Propagation News – 12 August 2018

| August 10, 2018

The Sun remained spotless this week as the solar flux index stuck resolutely around the 70 mark. The tiny sunspot that made an appearance on the first of August didn’t come to much and had vanished by the third.

This underlines that we must be getting closer to sunspot minimum, although don’t expect to see any massive upturn until 2019.

Geomagnetic conditions were mostly settled last week, although the effects of a coronal hole did send the K-index to three on Tuesday, the 7th.

Another equatorial-located coronal hole was rotating into position as this report was being written, so prepare for potentially unsettled conditions this weekend, the 11th and 12th.

Looking further ahead NOAA predicts unsettled geomagnetic conditions around the 17th and again on the 20th and 21st due to coronal hole activity. The solar flux will remain around the 70 mark.

HF wise, conditions have been a little lacklustre with large parts of the bands devoid of signals, apart from the FT8 watering holes.

The 40, 30 and 20m bands still provide the most activity during daylight hours, with occasional openings on 17m metres. 80m and 40m are the “go to” bands after sunset, which of course is now getting earlier each day.

However, the ionosonde data at propquest.co.uk show there have been some consistent post-sunset HF openings up to 18MHz occurring around 2100UTC, so don’t write-off HF after dark.

And finally, don’t forget it is International Lighthouse and Lightship Weekend on 18 and 19 August.

VHF and up

Last Sunday EI3KD worked D4Z on the Cape Verde Islands off the coast of Africa on 144 MHz, at 4163km. This CW contact sets a new Region One tropo record.

After all the tropo excitement, meteor scatter gets only secondary billing in the VHF news this week. The Perseids meteor shower’s broad peak hits maximum this Sunday so the VHF meteor scatter frequencies should be buzzing with meteor pings. Check out the ON4KST.info 50/70 and 144 MHz chats to see where the activity is and look upwards for shooting stars if you have dark skies.
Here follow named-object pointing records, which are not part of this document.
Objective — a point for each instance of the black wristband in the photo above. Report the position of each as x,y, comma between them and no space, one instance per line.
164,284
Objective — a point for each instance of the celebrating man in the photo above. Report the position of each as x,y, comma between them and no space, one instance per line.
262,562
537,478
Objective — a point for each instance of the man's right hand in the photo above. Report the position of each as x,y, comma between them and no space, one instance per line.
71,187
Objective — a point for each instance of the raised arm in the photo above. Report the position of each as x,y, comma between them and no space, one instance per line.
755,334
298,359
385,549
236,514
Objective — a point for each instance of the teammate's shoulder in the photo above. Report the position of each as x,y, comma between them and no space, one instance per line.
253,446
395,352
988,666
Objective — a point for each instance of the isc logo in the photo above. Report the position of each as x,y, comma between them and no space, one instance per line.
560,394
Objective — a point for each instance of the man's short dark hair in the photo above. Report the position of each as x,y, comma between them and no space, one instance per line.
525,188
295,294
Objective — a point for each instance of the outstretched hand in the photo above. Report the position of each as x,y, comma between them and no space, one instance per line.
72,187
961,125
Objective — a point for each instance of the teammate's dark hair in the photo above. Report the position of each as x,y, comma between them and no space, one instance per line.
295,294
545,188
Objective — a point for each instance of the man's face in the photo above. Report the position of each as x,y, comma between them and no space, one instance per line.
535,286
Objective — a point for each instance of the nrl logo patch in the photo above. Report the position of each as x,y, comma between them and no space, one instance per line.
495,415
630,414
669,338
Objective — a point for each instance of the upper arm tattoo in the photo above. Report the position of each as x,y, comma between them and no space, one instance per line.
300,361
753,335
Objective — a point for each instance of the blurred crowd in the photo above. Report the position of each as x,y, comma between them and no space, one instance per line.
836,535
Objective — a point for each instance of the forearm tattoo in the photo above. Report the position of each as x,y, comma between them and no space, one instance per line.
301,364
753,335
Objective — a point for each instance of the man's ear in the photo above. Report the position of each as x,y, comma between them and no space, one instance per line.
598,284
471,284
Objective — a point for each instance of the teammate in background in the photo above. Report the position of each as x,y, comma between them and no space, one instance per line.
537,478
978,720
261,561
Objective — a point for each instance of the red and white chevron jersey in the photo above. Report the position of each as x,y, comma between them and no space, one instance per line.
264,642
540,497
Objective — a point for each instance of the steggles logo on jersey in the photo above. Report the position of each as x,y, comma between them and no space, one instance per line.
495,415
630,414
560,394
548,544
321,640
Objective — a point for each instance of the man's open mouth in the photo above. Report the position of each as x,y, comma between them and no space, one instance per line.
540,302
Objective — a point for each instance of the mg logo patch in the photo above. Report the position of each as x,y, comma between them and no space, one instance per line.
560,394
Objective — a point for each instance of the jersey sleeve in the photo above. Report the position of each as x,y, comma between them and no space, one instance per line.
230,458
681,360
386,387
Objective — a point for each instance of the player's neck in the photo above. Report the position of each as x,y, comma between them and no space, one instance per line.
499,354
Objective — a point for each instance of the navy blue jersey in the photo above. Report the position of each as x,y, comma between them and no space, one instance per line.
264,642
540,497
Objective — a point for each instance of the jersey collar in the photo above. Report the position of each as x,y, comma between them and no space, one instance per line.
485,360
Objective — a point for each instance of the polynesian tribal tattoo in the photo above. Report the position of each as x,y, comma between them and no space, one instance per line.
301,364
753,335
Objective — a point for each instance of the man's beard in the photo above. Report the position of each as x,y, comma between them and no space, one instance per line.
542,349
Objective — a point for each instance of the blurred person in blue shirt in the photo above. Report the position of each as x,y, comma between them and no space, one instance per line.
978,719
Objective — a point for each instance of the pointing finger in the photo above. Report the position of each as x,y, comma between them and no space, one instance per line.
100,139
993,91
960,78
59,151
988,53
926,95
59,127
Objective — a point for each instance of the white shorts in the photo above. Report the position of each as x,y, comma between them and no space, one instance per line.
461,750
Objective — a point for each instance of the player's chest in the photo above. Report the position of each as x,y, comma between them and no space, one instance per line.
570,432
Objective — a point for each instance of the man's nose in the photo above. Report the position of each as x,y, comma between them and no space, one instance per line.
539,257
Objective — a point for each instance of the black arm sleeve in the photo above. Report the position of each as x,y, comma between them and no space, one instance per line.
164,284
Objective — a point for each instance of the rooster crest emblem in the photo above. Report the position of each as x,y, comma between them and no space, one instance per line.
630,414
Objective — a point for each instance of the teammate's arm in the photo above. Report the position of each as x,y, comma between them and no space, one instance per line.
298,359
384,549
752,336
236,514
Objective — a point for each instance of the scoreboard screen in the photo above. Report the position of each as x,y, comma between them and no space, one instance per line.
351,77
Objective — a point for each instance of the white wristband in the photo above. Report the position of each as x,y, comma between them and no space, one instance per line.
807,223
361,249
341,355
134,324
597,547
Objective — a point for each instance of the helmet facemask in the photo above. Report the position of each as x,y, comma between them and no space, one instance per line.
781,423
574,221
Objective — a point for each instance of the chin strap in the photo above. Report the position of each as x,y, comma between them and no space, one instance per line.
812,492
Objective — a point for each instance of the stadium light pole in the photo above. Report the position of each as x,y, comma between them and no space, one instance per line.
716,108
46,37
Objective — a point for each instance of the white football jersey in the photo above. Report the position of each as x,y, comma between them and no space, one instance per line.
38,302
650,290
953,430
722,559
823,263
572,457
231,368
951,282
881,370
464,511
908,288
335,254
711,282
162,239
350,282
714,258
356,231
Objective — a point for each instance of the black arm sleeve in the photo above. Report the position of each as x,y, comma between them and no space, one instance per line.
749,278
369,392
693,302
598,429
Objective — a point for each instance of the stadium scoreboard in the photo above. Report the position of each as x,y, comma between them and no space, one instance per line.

The next week looks likely to change our world of constant tropo into a more unsettled weather type with low pressure systems and fronts moving towards the country. This will mean that rain scatter will come to the fore on the GHz bands. There could still be a little tropo around, especially over sea paths in the south, but not very reliable ones.

Looking at sporadic E propagation, last week we continued to get evening digimode openings to the US. We will have a return to the unsettled weather, which implies the return of a jet stream pattern, mainly across northern Europe.

This will favour paths across to Scandinavia, whereas to the south we may have to rely upon either weaker jet streams or upper ridge patterns to come to our rescue.

August is still part of the sporadic E season, but it is not as widespread as earlier and perhaps harder to work.

Moon declination is high but goes negative on Wednesday so there are still plenty of EME opportunities available, with increasing losses.